As previously reported, California may soon pass the most stringent Environmental, Social, and Governance ("ESG") disclosure requirements in the nation, surpassing even the current U.S. Securities and Exchange Commission ("SEC") proposed rules.

Since the California Climate Corporate Data Accountability Act (aka "SB 253") was introduced by Senator Scott Wiener, it has undergone several changes. SB 253 will now delay Scope 3 emissions reporting to one year after companies must disclose Scope 1 and Scope 2 emissions. Meaning

Scope 1 and 2 disclosures will begin in 2026, while Scope 3 discloses will begin in 2027.

  • Scope 1 emissions include direct emissions such as fuel burned.
  • Scope 2 emissions include indirect emissions such as greenhouse gas emissions from electricity used to cool builds.
  • Scope 3 emissions include full value chain emissions such as emissions from upstream suppliers.

SB 253 reporting requirements will apply to all companies earning at least $1 billion in annual revenue who do business in California.

Exact reporting dates will be determined by the California Air Resources Board. Additionally, SB 253 will now allow reporting companies to estimate their emissions, rather than reporting actual emissions data.

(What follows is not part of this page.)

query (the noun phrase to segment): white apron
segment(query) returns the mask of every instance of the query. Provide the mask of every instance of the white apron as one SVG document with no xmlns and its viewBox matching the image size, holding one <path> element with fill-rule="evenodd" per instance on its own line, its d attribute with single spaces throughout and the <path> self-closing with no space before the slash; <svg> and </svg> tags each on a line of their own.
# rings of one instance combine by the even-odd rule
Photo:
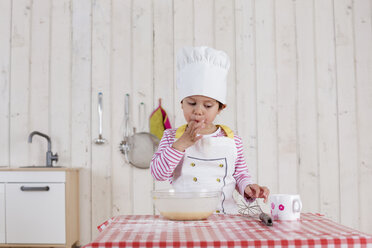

SB 253 passed the Senate and moved to the state assembly, where it is currently pending in the Assembly Natural Resources Committee. We are monitoring SB 253 as it proceeds through the state legislature. The last day for the Assembly to pass SB 253 is September 14, 2023. Future updates will be provided as we analyze SB 253's significance for California businesses and how its requirements compare with potential US Securities Exchange Commission regulations for publicly traded companies, as well as analogous reporting standards in the EU, the UK and other jurisdictions.

This article is presented for informational purposes only and is not intended to constitute legal advice.